In fact, Ayers looks at schools as nurseries to create a new cadre of children filled with an ideology that is anti-free enterprise and anti-American.  To this end he has long been engaged in efforts to change the curriculum of our graduate schools of education so as to train teachers to spread his message and ideology to young children (think of the Pied Piper, clad in revolutionary red).   Why should we be concerned? Barack Obama has a goal to "overhaul" our graduate schools of education. 

Overhaul does not mean tweaking; it means a radical change in the way we go about training the teachers who we entrust with our children.   Since when does a President focus on changing "graduate schools of education"? Why would Barack Obama lay this down as a plan?   What does this indicate about the future goals of both Bill Ayers and Barack Obama? What does this indicate about the future of our children?
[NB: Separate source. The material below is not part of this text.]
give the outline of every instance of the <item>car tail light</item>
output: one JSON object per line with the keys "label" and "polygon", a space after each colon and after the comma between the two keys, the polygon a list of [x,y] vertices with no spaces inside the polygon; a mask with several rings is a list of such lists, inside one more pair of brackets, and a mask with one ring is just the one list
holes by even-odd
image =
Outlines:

Update from Thomas Lifson:

Investor's Business Daily makes the same points today in an excellent editorial, asking if Bill Ayers may be the next Secretary of Education.
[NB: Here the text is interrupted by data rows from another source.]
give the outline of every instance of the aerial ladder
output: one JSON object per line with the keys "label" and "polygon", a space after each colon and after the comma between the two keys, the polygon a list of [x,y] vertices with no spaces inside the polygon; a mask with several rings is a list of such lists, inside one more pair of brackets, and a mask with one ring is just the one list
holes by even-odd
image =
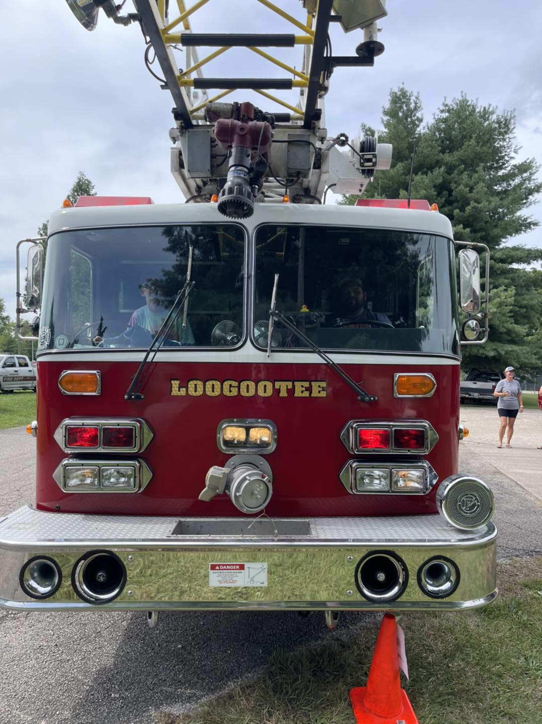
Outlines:
{"label": "aerial ladder", "polygon": [[[171,169],[187,201],[217,200],[225,216],[245,218],[253,214],[255,201],[287,195],[294,203],[321,203],[326,189],[360,194],[376,169],[389,168],[389,144],[373,137],[350,142],[343,132],[329,137],[323,102],[336,67],[372,66],[383,52],[377,22],[386,14],[385,0],[298,0],[288,4],[290,12],[301,10],[298,17],[270,0],[228,5],[227,12],[216,0],[197,0],[190,7],[183,0],[132,0],[136,12],[125,14],[126,0],[120,4],[114,0],[67,1],[89,30],[96,28],[101,9],[119,25],[140,25],[145,64],[173,99]],[[191,21],[213,4],[221,24],[224,19],[224,25],[228,20],[235,28],[264,28],[279,18],[290,32],[193,32]],[[355,54],[333,54],[332,23],[345,33],[363,31]],[[298,46],[302,49],[299,69],[285,62]],[[222,56],[233,49],[244,49],[250,56],[237,66],[251,67],[257,56],[260,64],[274,67],[274,75],[204,77],[203,68],[219,58],[214,65],[221,67]],[[179,51],[184,53],[182,68],[176,59]],[[161,77],[153,70],[155,61]],[[282,77],[276,77],[276,68]],[[223,100],[236,90],[250,100]],[[297,93],[297,99],[286,100],[285,91]]]}

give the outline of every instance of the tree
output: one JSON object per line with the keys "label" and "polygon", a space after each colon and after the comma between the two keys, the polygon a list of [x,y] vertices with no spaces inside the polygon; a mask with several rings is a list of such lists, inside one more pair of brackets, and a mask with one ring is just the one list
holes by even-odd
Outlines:
{"label": "tree", "polygon": [[[25,337],[30,335],[30,324],[27,321],[23,321],[21,332]],[[3,299],[0,299],[0,353],[2,352],[14,354],[20,353],[22,355],[31,357],[32,343],[27,340],[17,340],[15,323],[12,321],[6,311],[6,303]]]}
{"label": "tree", "polygon": [[[94,190],[94,184],[85,175],[82,171],[80,171],[72,188],[66,195],[66,198],[69,201],[72,206],[75,206],[75,203],[80,196],[96,196],[96,192]],[[48,223],[48,219],[47,219],[46,222],[43,222],[38,227],[38,235],[46,237],[42,242],[44,253],[47,251],[47,227]]]}
{"label": "tree", "polygon": [[509,240],[538,225],[526,210],[542,190],[540,167],[533,159],[517,160],[512,111],[499,113],[462,94],[444,100],[433,119],[423,122],[418,95],[404,86],[390,92],[378,140],[393,144],[393,165],[375,173],[364,195],[406,198],[415,146],[412,198],[436,203],[456,240],[485,243],[491,251],[489,340],[463,348],[465,369],[539,369],[542,272],[529,267],[542,259],[542,249],[511,245]]}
The McCain/Palin campaign must switch gears on Ayers and focus on his radical stance that schools must indoctrinate children as revolutionaries rather than teach them skills. The Annenberg Challenge was explicitly designed to do this, and Obama was the man handing out the bucks for this program. Thgere is every reason to expect that as president he would implement a similar program.

The fact that Obama has never been asked if he embraces the changes he and Ayers foisted on the Chicago schools, with no discernable improvement in outcomes, is further evidence of the incredible lack of press scrutiny of this radical candidate for president. This is about policy, not "guilt-by-association."
 
The New York Times whitewashed Bill Ayers as someone engaged in "school reform". Tom Brokaw referred to Ayers as an educational reformer on Meet the Press. How accurate is this moniker? Not very.  
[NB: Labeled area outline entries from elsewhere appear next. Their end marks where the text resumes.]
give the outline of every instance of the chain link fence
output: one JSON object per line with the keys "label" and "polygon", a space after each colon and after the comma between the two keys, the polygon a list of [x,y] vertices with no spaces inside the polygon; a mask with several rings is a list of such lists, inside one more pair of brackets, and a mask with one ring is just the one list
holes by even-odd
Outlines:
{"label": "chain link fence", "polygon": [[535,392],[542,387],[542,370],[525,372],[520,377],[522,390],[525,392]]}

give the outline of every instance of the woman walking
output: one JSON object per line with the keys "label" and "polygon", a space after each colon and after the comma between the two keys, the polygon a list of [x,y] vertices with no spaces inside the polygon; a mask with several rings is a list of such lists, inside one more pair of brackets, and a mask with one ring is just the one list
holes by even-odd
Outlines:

Scott Johnson of Powerline notices  how absurd this characterization and draws upon the work of Sol Stern -- easily the most knowledgeable person about Bill Ayers:  

Calling Bill Ayers a school reformer is a bit like calling Joseph Stalin an agricultural reformer. (If you find the metaphor strained, consider that Walter Duranty, the infamous New York Times reporter covering the Soviet Union in the 1930s, did, in fact, depict Stalin as a great land reformer who created happy, productive collective farms.)

For instance, at a November 2006 education forum in Caracas, Venezuela, with President Hugo Chávez at his side, Ayers proclaimed his support for "the profound educational reforms under way here in Venezuela under the leadership of President Chávez. We share the belief that education is the motor-force of revolution. . . . I look forward to seeing how you continue to overcome the failings of capitalist education as you seek to create something truly new and deeply humane." Ayers concluded his speech by declaring that "Venezuela is poised to offer the world a new model of education-a humanizing and revolutionary model whose twin missions are enlightenment and liberation," and then, as in days of old, raised his fist and chanted: "Viva Presidente Chávez! Viva la Revolucion Bolivariana! Hasta la Victoria Siempre!" 
In fact, Ayers looks at schools as nurseries to create a new cadre of children filled with an ideology that is anti-free enterprise and anti-American.  To this end he has long been engaged in efforts to change the curriculum of our graduate schools of education so as to train teachers to spread his message and ideology to young children (think of the Pied Piper, clad in revolutionary red).   Why should we be concerned? Barack Obama has a goal to "overhaul" our graduate schools of education. 

Overhaul does not mean tweaking; it means a radical change in the way we go about training the teachers who we entrust with our children.   Since when does a President focus on changing "graduate schools of education"? Why would Barack Obama lay this down as a plan?   What does this indicate about the future goals of both Bill Ayers and Barack Obama? What does this indicate about the future of our children?

Update from Thomas Lifson:

Investor's Business Daily makes the same points today in an excellent editorial, asking if Bill Ayers may be the next Secretary of Education.

The McCain/Palin campaign must switch gears on Ayers and focus on his radical stance that schools must indoctrinate children as revolutionaries rather than teach them skills. The Annenberg Challenge was explicitly designed to do this, and Obama was the man handing out the bucks for this program. Thgere is every reason to expect that as president he would implement a similar program.

The fact that Obama has never been asked if he embraces the changes he and Ayers foisted on the Chicago schools, with no discernable improvement in outcomes, is further evidence of the incredible lack of press scrutiny of this radical candidate for president. This is about policy, not "guilt-by-association."